15 December 2008 / by Rachael Stiles
The credit card industry is falling on hard times and it will be credit card customers that suffer, according to analysis of the credit card market by PricewaterhouseCoopers.

Annual fees for credit cards could be making a come back while zero per cent balance transfer credit cards could soon be a thing of the past, so those looking to switch their balance to a new deal might want to do so sooner rather than later.

Net yields "declined significantly" between 2000 and 2007, the firm found, as financial institutions competed heavily for a share of the credit card market, with balance transfer credit cards becoming increasingly popular. While profits have increased during the last 18 months, they are still dramatically lower than a decade ago.

This change in the market is driving credit card companies to review their lending policies, tightening criteria and in many cases cutting back customers' credit limits. Credit card companies have also announced that they are to start sharing data about customers that regularly switch between balance transfer credit cards.

Credit card companies are also being hit by new legislation on credit card payment protection insurance, which has made the selling of PPI restricted and less profitable following an investigation into incidents of mis-sold payment protection insurance.

Campaigners for consumers' rights, such as MoneySavingExpert.com, have said that the credit card companies are targeting customers which are not bringing in the profits, so-called 'rate tarts' which switch from one interest-free period to the next in order to legitimately avoid paying any interest on the debt.

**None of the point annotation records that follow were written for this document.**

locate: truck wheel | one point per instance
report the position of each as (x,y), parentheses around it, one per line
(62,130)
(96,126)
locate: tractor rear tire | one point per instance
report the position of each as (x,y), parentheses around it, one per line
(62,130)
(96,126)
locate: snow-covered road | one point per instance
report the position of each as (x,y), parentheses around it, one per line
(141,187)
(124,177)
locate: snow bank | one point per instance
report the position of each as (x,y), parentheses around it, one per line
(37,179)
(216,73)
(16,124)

Meanwhile, the Bank of England has been dropping interest rates over recent months in order to encourage mortgage lending and ease the pressure on struggling households, but far from becoming cheaper, credit card lending has become more expensive with the average APR rising by 0.7 per cent over the last 18 months.

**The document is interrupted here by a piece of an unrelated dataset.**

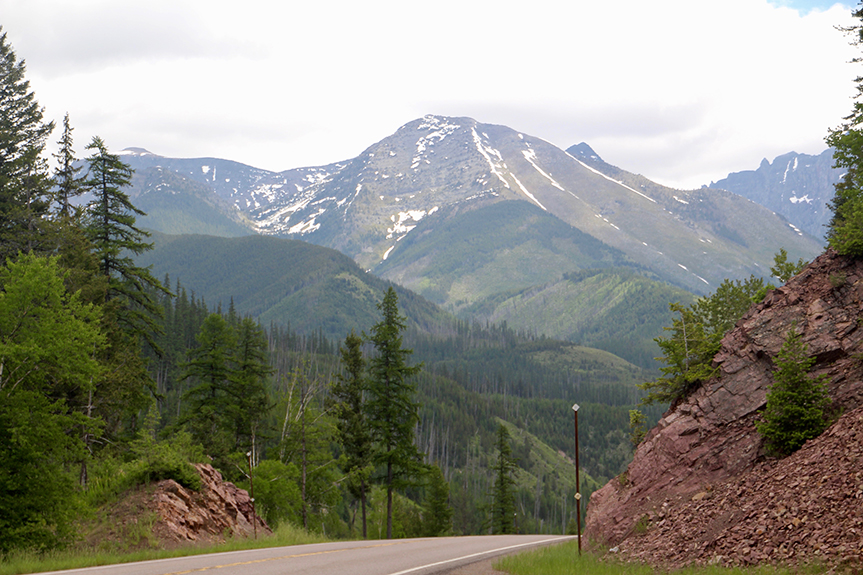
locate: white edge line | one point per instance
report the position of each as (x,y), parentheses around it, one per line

Having hidden behind mortgage lenders while the Government called on them to reflect the rate cuts in the cost of their home loans, credit card providers which have not dropped their rate in line with the base rate are now coming to light and pressure is being put on them to do so.

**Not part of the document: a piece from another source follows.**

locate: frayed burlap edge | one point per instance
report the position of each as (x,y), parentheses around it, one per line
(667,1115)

"Conditions remain extremely tough for lenders in the current market said Richard Thompson, partner at PwC, "and, in particular, our findings in Precious Plastic 2009 indicate the prospect of rising levels of charge-offs in the UK market as the recession takes its toll.

"We expect that any reductions in APRs, coupled with the prospect of increasing charge-offs, will lead issuers to carefully consider the introduction of annual fees. Further, capital constraints faced by many issuers are likely to limit the ability to offer zero percent balance transfer deals."